Eng verknüpft mit den Firmenreportagen ist die Objekt- und Produktfotografie.

In der Produktfotografie ist jeder Aufwand recht, das zu bewerbende Produkt im besten Licht erscheinen zu lassen. Und mit all dem Aufwand bringe ich ein Gefühl rüber, das für das jeweilige Produkt steht – das mit ihm verbunden werden soll. Egal, ob dieses Gefühl „Klarheit“, „Präzision“, „Verlässlichkeit“, „Tradition“, „Sachlichkeit“ oder „Freude“ und „Genuss“ ist.

Und dafür braucht es, wie zum Beispeil hier beim Whisky-Glas, einen gewissen Aufwand: 3 Hightspeed-Blitze, Lichtformer wie Snoot und Scrim, Goldfolie, gefaketen Whisky, coole Gläser, und viel »try and error«, bis dann die Eiswürfel aus Kunstglas zusammen mit den „eingefrorenen“ Spritzern klirrend an der richtigen Position landen.

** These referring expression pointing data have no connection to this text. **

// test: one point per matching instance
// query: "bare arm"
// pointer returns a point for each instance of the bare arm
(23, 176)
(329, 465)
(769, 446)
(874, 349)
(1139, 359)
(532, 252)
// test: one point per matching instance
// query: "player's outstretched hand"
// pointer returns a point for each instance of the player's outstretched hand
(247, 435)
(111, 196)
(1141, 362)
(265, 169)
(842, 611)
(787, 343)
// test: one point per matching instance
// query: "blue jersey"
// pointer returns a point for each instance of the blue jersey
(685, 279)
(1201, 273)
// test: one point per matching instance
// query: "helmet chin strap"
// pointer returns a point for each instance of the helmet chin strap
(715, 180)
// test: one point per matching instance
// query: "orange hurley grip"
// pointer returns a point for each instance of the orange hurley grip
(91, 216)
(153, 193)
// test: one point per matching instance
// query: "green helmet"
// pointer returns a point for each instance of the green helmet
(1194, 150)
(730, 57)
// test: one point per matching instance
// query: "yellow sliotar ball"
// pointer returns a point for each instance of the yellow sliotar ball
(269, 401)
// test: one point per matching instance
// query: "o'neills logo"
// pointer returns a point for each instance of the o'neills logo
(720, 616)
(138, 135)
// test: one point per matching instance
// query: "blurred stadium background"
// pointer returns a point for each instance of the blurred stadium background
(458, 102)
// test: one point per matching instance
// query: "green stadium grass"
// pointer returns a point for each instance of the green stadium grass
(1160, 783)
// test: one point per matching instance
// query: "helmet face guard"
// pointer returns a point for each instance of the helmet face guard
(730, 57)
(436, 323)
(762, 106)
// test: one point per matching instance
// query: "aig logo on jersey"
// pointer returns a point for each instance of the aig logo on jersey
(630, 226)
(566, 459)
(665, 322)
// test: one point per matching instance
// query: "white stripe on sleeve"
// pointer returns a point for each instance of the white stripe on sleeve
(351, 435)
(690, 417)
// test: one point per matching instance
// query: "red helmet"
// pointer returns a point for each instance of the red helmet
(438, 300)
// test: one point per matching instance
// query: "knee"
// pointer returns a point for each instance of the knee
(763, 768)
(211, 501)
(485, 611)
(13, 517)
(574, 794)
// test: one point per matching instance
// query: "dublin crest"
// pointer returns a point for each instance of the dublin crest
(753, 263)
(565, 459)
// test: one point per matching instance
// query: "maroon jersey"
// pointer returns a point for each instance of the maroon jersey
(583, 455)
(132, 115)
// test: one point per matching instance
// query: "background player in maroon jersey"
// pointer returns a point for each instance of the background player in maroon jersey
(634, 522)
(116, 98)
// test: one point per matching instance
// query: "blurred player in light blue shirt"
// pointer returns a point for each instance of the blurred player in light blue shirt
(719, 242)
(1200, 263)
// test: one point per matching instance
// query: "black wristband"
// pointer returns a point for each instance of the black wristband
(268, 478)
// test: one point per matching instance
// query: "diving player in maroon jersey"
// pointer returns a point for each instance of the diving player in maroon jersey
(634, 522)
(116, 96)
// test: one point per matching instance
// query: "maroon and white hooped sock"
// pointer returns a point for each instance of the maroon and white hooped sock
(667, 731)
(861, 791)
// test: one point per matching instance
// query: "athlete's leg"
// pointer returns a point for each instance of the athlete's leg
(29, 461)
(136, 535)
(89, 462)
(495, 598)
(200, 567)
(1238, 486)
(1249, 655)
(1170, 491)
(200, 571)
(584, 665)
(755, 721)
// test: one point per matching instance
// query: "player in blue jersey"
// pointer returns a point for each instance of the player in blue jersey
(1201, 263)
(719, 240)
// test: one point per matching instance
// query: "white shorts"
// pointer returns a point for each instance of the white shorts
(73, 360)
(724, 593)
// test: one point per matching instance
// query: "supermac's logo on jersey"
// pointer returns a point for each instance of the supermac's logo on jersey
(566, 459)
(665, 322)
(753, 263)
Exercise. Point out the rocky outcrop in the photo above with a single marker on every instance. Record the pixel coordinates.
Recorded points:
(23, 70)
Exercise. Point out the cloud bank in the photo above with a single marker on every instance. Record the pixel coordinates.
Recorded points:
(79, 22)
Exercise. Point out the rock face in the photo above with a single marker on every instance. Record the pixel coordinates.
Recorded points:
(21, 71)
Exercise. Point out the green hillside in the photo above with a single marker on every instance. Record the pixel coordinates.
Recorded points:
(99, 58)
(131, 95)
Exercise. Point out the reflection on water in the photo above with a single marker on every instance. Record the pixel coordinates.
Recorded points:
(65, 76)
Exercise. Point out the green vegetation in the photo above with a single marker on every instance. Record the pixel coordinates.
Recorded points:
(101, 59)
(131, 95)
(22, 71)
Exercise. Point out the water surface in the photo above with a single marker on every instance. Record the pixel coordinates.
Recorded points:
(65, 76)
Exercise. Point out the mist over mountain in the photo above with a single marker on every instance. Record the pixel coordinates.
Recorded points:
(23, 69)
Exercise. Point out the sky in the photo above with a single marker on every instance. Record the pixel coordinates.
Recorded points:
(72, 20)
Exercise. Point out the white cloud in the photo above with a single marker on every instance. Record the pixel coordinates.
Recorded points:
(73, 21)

Objektfotografie in Abgrenzung zur Produktfotografie

In der Objektfotografie geht es, z.B. in der musealen Objektfotografie, rein um Sachlichkeit (öffentlich wirksame Bilder mal ausgenommen). Die Bilder sollen dort die Objekte so dokumentieren, wie sie sind. Also ohne coole Effekte wie farbiges Licht, Nebel oder künstlich aufgetragene Wassertropfen. Gemälde, die ich in/für Museen fotografiere, haben den höchsten Grad an Farbechtheit. Details – wie Risse im Porzellan, Struktur des Leders, Abschürfungen an der Oberfläche – werden nicht kaschiert, sondern mit optimalen Lichtsetzungen gezeigt, wie sie sind.